06/14/2012 12:11 pm ET Updated Aug 08, 2012

Regulating Obesity

Many people responded indignantly to New York City Mayor Michael Bloomberg's proposed anti-obesity ban on large size sugary drinks. They contended that the government had no business interfering with personal choice in individual diets, even when such choice resulted in poor health. They were wrong.

It is the government's business when individuals' poor dietary habits lead to serious obesity-related diseases requiring expensive care that raises the cost of everybody else's health insurance. (Estimates are that the bill for treating obesity-related illnesses amounts to more than $190 billion annually, roughly 20 percent of the nation's total medical costs.) Under such circumstances, the government has a regulatory obligation to maintain a balance between individual freedom and the best interests of society as a whole. Why should non-obese Americans be penalized for the overindulgence of those who would eat themselves into an early grave?

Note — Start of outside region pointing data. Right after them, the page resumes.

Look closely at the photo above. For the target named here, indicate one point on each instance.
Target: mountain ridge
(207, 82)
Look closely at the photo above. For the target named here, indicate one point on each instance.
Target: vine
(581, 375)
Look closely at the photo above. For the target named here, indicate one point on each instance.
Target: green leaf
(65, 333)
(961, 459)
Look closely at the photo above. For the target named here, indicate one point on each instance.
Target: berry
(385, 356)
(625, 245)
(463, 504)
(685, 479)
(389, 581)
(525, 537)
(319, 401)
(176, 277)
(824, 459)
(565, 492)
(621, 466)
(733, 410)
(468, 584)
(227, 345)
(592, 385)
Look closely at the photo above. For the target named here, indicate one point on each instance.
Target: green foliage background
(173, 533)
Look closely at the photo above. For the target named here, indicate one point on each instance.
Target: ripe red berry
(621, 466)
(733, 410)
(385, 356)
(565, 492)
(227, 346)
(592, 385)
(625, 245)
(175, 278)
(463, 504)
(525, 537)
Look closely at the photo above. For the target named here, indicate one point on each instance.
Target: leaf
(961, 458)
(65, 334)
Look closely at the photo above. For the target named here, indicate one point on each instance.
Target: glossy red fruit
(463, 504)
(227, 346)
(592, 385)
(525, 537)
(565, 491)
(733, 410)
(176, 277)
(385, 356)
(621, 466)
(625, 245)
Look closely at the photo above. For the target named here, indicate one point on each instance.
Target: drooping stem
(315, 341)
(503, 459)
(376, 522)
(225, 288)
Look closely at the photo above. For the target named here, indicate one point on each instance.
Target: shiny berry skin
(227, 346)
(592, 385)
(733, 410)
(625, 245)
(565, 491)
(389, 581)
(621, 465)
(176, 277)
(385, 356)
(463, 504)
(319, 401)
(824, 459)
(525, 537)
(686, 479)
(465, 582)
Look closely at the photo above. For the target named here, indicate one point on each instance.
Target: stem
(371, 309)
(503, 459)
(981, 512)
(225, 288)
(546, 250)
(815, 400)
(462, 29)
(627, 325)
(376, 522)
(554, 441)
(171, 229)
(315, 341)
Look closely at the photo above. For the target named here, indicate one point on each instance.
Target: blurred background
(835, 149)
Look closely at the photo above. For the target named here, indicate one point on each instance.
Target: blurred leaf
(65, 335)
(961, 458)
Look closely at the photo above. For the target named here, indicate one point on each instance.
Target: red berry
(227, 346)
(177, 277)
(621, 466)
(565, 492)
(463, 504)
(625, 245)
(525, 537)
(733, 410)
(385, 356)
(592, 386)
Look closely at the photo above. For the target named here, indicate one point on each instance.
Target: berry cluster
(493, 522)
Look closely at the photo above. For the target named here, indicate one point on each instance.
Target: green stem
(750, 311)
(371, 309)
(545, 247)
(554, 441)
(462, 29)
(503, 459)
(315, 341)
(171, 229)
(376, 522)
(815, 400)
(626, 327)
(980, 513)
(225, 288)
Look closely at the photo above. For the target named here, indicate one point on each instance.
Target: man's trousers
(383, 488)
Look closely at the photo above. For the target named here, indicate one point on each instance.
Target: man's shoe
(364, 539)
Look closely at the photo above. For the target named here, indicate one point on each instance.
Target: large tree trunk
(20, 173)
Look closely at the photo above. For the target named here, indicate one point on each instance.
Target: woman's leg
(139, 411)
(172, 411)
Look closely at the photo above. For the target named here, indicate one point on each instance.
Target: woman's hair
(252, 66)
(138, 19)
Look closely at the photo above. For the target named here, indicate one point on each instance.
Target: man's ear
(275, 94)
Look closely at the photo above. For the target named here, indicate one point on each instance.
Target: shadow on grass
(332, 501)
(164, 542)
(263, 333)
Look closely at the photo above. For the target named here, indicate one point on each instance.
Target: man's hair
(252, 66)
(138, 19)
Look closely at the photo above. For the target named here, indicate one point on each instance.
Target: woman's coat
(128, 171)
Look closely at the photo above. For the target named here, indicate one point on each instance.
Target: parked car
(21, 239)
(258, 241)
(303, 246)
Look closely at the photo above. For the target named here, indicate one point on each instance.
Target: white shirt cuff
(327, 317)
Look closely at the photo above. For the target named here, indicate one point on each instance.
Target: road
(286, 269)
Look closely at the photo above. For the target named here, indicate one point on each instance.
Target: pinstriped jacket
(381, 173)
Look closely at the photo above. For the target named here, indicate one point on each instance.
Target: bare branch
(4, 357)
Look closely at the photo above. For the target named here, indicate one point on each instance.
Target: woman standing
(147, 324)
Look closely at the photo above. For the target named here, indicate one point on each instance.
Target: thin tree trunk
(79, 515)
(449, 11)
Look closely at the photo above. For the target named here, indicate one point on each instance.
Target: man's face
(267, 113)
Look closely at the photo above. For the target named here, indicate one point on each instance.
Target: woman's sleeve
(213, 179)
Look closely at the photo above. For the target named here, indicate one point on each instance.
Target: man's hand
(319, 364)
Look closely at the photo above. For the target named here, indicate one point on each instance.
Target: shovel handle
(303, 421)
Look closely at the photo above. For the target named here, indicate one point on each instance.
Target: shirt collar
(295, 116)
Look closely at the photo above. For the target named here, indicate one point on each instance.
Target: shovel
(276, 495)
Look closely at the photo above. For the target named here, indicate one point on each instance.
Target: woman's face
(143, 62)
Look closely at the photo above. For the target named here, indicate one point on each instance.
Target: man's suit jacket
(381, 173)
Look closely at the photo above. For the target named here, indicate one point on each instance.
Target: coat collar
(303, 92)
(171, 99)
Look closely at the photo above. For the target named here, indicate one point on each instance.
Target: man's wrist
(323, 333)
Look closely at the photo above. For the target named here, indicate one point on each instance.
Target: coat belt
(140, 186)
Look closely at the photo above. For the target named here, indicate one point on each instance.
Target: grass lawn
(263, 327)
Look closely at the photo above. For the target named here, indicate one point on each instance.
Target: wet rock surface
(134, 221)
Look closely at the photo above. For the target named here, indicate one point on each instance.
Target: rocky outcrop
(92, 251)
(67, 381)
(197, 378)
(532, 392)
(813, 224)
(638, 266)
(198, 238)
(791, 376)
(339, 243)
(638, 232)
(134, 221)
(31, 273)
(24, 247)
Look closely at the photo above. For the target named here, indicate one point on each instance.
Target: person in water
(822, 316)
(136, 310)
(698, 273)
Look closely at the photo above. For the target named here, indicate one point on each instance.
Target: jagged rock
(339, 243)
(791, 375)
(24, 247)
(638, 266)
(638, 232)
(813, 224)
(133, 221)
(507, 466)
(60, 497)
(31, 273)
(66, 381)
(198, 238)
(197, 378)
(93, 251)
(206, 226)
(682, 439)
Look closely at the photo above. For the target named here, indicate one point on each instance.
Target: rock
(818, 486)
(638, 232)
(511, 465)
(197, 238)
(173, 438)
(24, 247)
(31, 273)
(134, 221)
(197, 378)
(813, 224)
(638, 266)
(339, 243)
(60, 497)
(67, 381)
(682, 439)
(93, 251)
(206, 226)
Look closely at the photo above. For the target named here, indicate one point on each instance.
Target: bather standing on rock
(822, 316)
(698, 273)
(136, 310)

Unfair as it may be, the general public's subsidizing the excessively overweight population's runaway medical expenses continues to take place against a backdrop of ever-increasing obesity. Extreme corpulence already afflicts more than one-third of all Americans. According to a Rand Corporation study, this present obesity epidemic with its raft of associated diseases (e.g. diabetes, stroke, heart problems, etc.) adds at least $150 a year to the average American's health insurance bill. Even more ominously, it is projected that if the national trend towards obesity continues unabated, the average American adult will be paying $820 more in annual health insurance premiums by 2018 to help cover the costs of the exploding medical burden.

Because being informed is hardly a guarantee of voluntary discipline at mealtime, government has to be more proactive than simply providing information about the benefits of proper diet and the dangers of a poor one. Out of respect for the Bill of Rights, the ideal course is not to mandate a total ban on food products linked to obesity. Instead, the public should be incentivized through regulation that encourages behavioral change. Make the products less convenient to consume, thereby enhancing the attraction of healthier alternatives. Incentives could take the form of restrictions on size, content, or availability of foods most implicated in one putting on excessive weight. Imposing a tax on the foods that are the greatest offenders would serve not only as a disincentive; for individuals who were not deterred, the levy at least in theory would compel them to help finance the extra medical care generated by their own self-inflicted plight.

So lay off Mayor Bloomberg. He was on the right track.